You did well to improve your coast period by getting off the brake sooner. There’s still room for progress though! To simplify the concept, there’s a term I use when coaching drivers in the FF2000 series (similar car/driving style to the radical):

“The way to drive this car fast is to brake later than everyone else, come off the brake sooner, and get on throttle later.”

This is a little less accurate in the Radical, but may illustrate how important the “rolling speed” or coasting speed is. The best way to enable the car to carry speed through the corner stems from the “Quick Switch” or I.B.P. (Initial Brake Pressure).

As noted earlier in the report, your Foot Work is good, and you could get even better!

In Grant’s last report he mentioned a different brake release pattern than the Pro Mazda car, and we think the Radical has a different “aero map”. After driving, I can guarantee that the Radical has a different (better) Aero Map!
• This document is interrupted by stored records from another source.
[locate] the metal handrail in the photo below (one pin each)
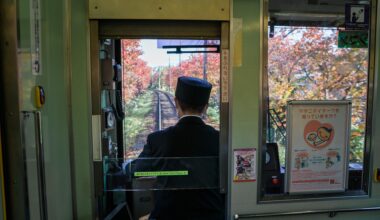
(275, 118)
(331, 213)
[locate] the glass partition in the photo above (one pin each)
(162, 173)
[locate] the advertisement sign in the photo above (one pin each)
(318, 146)
(357, 16)
(245, 165)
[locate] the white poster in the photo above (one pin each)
(318, 143)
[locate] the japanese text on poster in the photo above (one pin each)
(318, 139)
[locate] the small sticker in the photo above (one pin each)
(357, 17)
(245, 165)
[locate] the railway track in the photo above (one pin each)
(166, 114)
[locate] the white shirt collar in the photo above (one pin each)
(184, 116)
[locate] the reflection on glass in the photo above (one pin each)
(162, 174)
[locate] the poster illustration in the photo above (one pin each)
(245, 165)
(318, 146)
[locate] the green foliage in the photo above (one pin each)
(136, 120)
(306, 64)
When you are really late on the brakes in the Pro Mazda the car primarily stands on it’s nose with the I.B.P. When you are really late/hard on the brakes in the Radical the front tires get the brunt of the load, but the whole car lowers (at least that’s what I felt)! Braking the Radical reminded me more of an Atlantic or an F2 car than the Star Mazda! What does this mean to Dave?

The harder your brake Initially, the more grip you have! The same is true in the Pro Mazda, but to a lesser degree.
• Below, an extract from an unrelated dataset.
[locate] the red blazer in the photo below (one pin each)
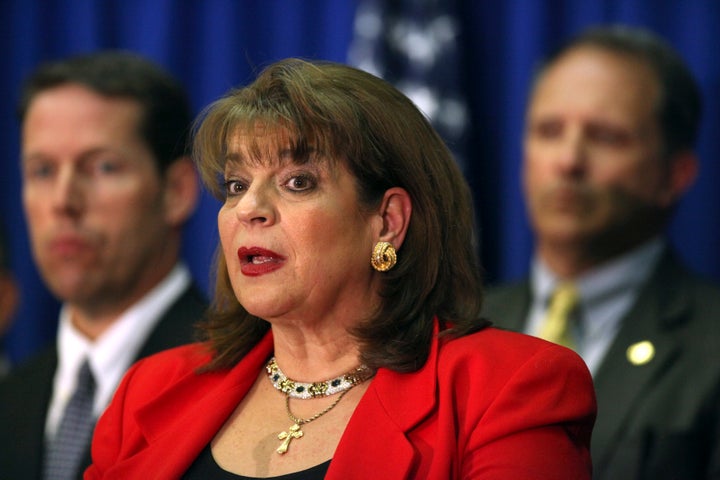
(492, 405)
The picture above has me compared with you braking for Ego Check. This particular lap I braked too early, but with a much harder I.B.P., meaning you can brake harder.

The pictures above are my best Ego (Turn 3) compared with Your best and 2nd best. I could’ve braked harder still. A slight time loss from a more rapid decel but time gained at exit. The harder brake enables the car to corner and get a better exit. Also interesting to note how early you crack throttle subsequently getting full throttle later.

You and I also run a slightly different brake bias as a result of having different Initial Pressures. The harder initial hit of brake, the more a driver loads the front tires. Remember me radioing, and asking you to go back 1/2 or 1 turn in brake bias?

The arrow above points to a little bit of rear brake bias on the I.B.P. on my hardest brake entering Ego. I subsequently moved the brake bias 1/2 turn to the front. You had a little front lock up, later in the weekend (after the change).

The Radical has good brakes.. Slam them! :)

Off Brake and Roll Around

As noted you made good progress, and were the fastest driver entering Turn 1 by Sunday, and there’s still room to improve.

The pictures above are you vs me entering Turn 1. Given I braked a little too soon, but note how early I’m off the brake, and how late I am to power. The bottom line is gain/loss from Chicane to Exit of Turn 2. I spend more time off brake, and coasting which nets a good gain. Also note the decel I have on coast (from scrub and engine braking). PFM’s don’t do as much.  If you would brake as late as you do for Turn 1, but simply come off the brake there would be no touching you!

Back to Power as a Habit or to Balance:

We spoke over the course of the weekend about “why” a driver get’s back on throttle, and generally speaking you have good foot habits (reference the good Foot Work note earlier). When I rode with you I noticed a trend related to your entry/rolling speed. 

If you over-slow for a corner you get on the throttle immediately (very little if any coast period).

I think you can use the above information to help with the “roll around” speed. If you notice your inclined to get back to power early, that means you over-slowed. Brake later or come off the brakes sooner on the next lap!

With that said, if you’re driving either the Radical or the Pro Mazda and the car needs rear-end grip, getting back to power early is a good thing (your Radical currently has a little Under Steer in faster corners or on throttle).